The scene that stands out for its expressiveness differs somewhat from the traditional form of representation of Calvary based on Byzantine Deesis, which represented Christ in Majesty accompanied by Mary and St. John the Baptist. In Western art, the representation of Christ on the cross was preferred, as a narrative scene, and the figure of St. John the Baptist was replaced by that of John the Evangelist. An image that in its conception and form is the result of the expression of the people and the deepest feelings that nestled in it. With the economy of the State broken, the nobility in decline and the high clergy burdened with heavy taxes, it was the monasteries, the parishes and the confraternities of clerics and laymen who promoted its development, the works sometimes being financed by popular subscription. Painting was thus forced to capture the prevailing ideals in these environments, which were none other than religious ones, at a time when the counter-reformist doctrine demanded from art a realistic language so that the faithful would understand and identify with what was represented, and an expression endowed with an intense emotional content to increase the fervor and devotion of the people. The religious subject is, therefore, the preferred theme of the Spanish sculpture of this period, which starts in the first decades of the century with a priority interest in capturing the natural, to progressively intensify throughout the century the expression of expressive values, which is achieved through the movement and variety of gestures, the use of light resources and the representation of moods and feelings.

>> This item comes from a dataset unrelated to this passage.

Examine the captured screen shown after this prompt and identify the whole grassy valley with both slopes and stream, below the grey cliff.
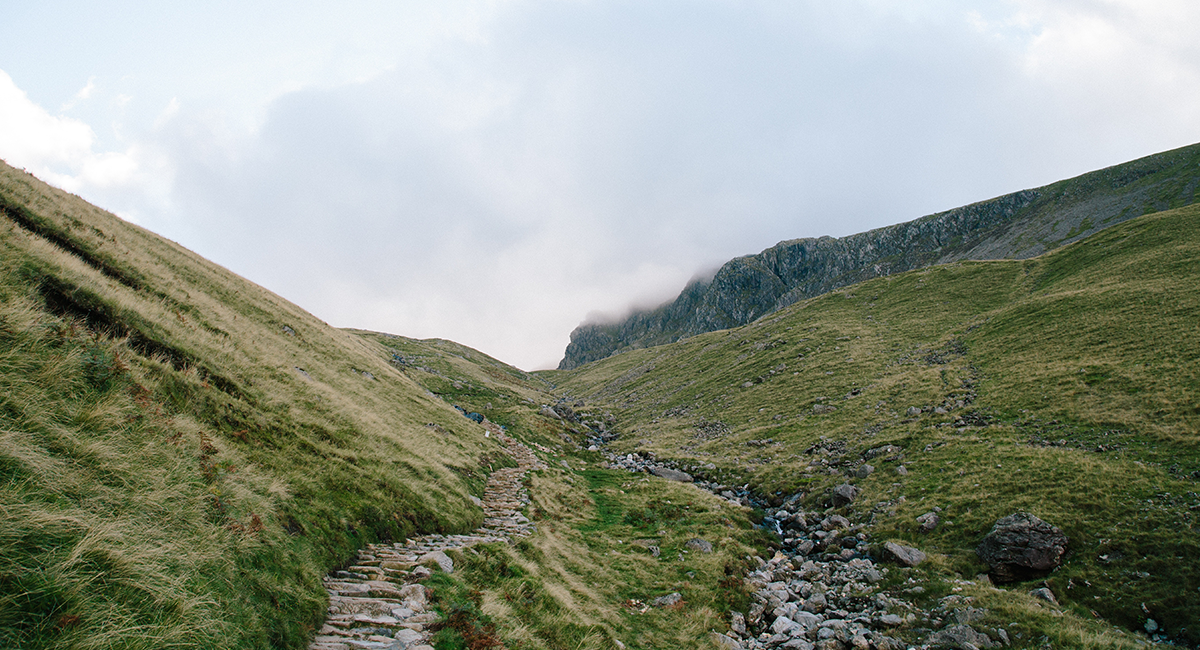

The 17th century marked the arrival of the Baroque in the Andalusian school, with the triumph of naturalism over Mannerist idealism, loose workmanship and many other aesthetic liberties. At this time the school reached its greatest splendor, both for the quality of the works and for the primordial rank of Sevillian Baroque painting. Thus, during the transition to Baroque we find Juan del Castillo, Antonio Mohedano and Francisco Herrera el Viejo, in whose works the rapid brushstroke and the crude realism of the style is already manifested, and Juan de Roelas, introducer of Venetian colorism. In the middle of the century the period reached its peak, with figures such as Zurbarán, a young Alonso Cano and Velázquez. Finally, in the last third of the century we find Murillo and Valdés Leal, founders in 1660 of an Academy where many of the painters active during the first quarter of the 18th century were trained, such as Meneses Osorio, Sebastián Gómez, Lucas Valdés and others.